2017-05-25 13:36:00

Kirchentag in Berlin: „Du siehst mich“ mit Merkel und Obama


Mit drei großen Open-Air-Gottesdiensten hat am Mittwochabend in Berlin der 36. Deutsche Evangelische Kirchentag begonnen. Das bis Sonntag dauernde Christentreffen steht unter dem Leitwort „Du siehst mich“. Der Kirchentag sei „ein Auftrag an uns alle, einander anzusehen, so wie Gott uns ansieht“, sagte der gastgebende Berliner Bischof Markus Dröge in seiner Predigt vor dem Reichstag. „Gott sieht uns, und wir sehen die Welt mit den liebenden Augen Gottes“, so der Bischof der Evangelischen Kirche Berlin-Brandenburg-schlesische Oberlausitz.

 

Das Highlight: Merkel und Obama vor dem Brandenburger Tor

Für das evangelische Glaubenstreffen sind bis Sonntag insgesamt rund 2.500 Veranstaltungen geplant. Die mit den prominentesten Gästen fand noch am Donnerstag statt: Kanzlerin Angela Merkel und der frühere US-Präsident Barack Obama sprachen bei einer Podiumsveranstaltung vor 70.000 Menschen am Brandenburger Tor zum Thema „Engagiert Demokratie gestalten“. 

 

Obama ruft zu Einsatz für Demokratie und Freiheit auf

Barack Obama rief zum Einsatz für das Gemeinwohl auf. Er selbst habe die Hoffnung auf eine neue Generation, die sich um dieses Anliegen kümmere. Auch wenn er nun nicht mehr Präsident sei, wolle er „Menschen helfen, neue Anführer zu motivieren“, so das ehemalige Staatsoberhaupt mit Blick auf die „niederschmetternde“ Gewalt, die sich in Manchester gezeigt habe.

 

Merkel: Religion gehört in den öffentlichen Raum

Bundeskanzlerin Angela Merkel hat die Christen zum öffentlichen Bekenntnis ermutigt. „Religion gehört in den öffentlichen Raum“, sagte Merkel am Mittwochabend in Berlin. Deshalb trete der Staat in Deutschland der Religion bei aller Trennung „wohlwollend gegenüber“. Merkel räumte ein, dass es ihr aus der Erfahrung in der DDR nach der Wende zunächst schwer gefallen sei, Religion öffentlich zu praktizieren, etwa bei Gottesdiensten vor den Parteitagen. Sie zeigte sich aber überzeugt, dass dies ein richtiges Zeichen des öffentlichen Bekenntnisses sei. Mit Blick auf eine christlich geprägte Politik betonte Merkel die Begriffe von Freiheit und Verantwortung, aus denen ein Gestaltungsanspruch hervorgehe.

 

Obama über Aufgaben heutiger Politik

Die Welt wachse immer enger zusammen, leitete Barack Obama seine Darstellung über Aufgaben heutiger Politik ein. Wenn es zu Kriegen und Konflikten komme, „können wir uns nicht hinter einer Wand verstecken“. Daher sei es wichtig, etwa in Konfliktvorbeugung, Entwicklung und Klimaschutz zu investieren, um den Menschen in den ärmeren Ländern Perspektiven zu bieten, betonte der frühere US-Präsident. Seinen Nachfolger Donald Trump erwähnte er nicht direkt.

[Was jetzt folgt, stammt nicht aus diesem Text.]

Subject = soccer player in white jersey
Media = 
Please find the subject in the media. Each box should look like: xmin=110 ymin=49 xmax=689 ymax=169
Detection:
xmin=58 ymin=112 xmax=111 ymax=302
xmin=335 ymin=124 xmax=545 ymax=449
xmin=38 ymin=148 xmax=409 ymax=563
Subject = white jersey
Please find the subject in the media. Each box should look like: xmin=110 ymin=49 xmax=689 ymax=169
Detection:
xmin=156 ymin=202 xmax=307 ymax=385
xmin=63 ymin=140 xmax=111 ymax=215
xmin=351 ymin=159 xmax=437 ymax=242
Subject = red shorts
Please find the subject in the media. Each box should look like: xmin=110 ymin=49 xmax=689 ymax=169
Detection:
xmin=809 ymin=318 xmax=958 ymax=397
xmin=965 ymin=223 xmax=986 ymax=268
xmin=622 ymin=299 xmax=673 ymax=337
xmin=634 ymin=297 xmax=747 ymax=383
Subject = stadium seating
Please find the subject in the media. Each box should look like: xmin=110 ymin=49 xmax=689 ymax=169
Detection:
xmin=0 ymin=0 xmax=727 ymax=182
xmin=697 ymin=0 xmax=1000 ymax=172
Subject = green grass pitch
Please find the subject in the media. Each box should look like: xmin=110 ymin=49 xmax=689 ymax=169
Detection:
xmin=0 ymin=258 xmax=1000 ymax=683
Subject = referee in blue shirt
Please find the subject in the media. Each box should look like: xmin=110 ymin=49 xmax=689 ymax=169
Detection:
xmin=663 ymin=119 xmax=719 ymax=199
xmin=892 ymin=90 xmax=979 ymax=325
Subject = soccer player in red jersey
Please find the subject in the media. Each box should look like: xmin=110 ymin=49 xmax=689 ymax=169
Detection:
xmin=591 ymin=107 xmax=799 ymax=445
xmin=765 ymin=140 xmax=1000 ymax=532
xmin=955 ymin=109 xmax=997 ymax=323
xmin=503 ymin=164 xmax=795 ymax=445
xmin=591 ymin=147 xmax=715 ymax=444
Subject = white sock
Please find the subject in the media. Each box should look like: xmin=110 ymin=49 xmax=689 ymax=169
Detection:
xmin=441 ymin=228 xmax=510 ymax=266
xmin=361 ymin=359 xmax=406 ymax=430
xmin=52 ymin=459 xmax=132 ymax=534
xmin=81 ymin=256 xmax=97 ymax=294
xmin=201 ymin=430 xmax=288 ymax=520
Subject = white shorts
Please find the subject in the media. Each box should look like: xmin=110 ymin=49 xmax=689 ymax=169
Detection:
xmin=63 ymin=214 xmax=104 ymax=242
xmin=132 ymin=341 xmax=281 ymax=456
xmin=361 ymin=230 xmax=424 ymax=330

In jedem Fall gelte es, den Glauben daran zu bewahren, „dass wir Dinge verbessern können“, so Obama. Dazu gehöre beispielsweise, Gräben zwischen Völkern oder Religionen zu überbrücken. Zugleich räumte der frühere US-Präsident ein, dass die Welt an einem Scheidepunkt stehe. Fremdenhass, Nationalismus und antidemokratische Strömungen hätten stark zugenommen. Umso wichtiger sei es, dagegen Werte wie die Menschenrechte, die Demokratie sowie die Gewissens- und Religionsfreiheit zu setzen.

 

Merkel und Obama: Waffengewalt als letztes Mittel

Angel Merkel erteilte fundamentalistischen Tendenzen in der Gesellschaft eine klare Absage. Religion und Glaube dürften sich niemals so erheben, dass sich daraus „unterschiedliche Wertigkeiten“ für den einzelnen Menschen ergäben.

Einig waren sich Merkel und der ehemalige US-Präsident Barack Obama auch darüber, dass der Einsatz von Waffengewalt beispielsweise gegen islamistische Terroristen zulässig sei. Merkel betonte zugleich, Krieg müsse „immer das letzte Mittel bleiben“.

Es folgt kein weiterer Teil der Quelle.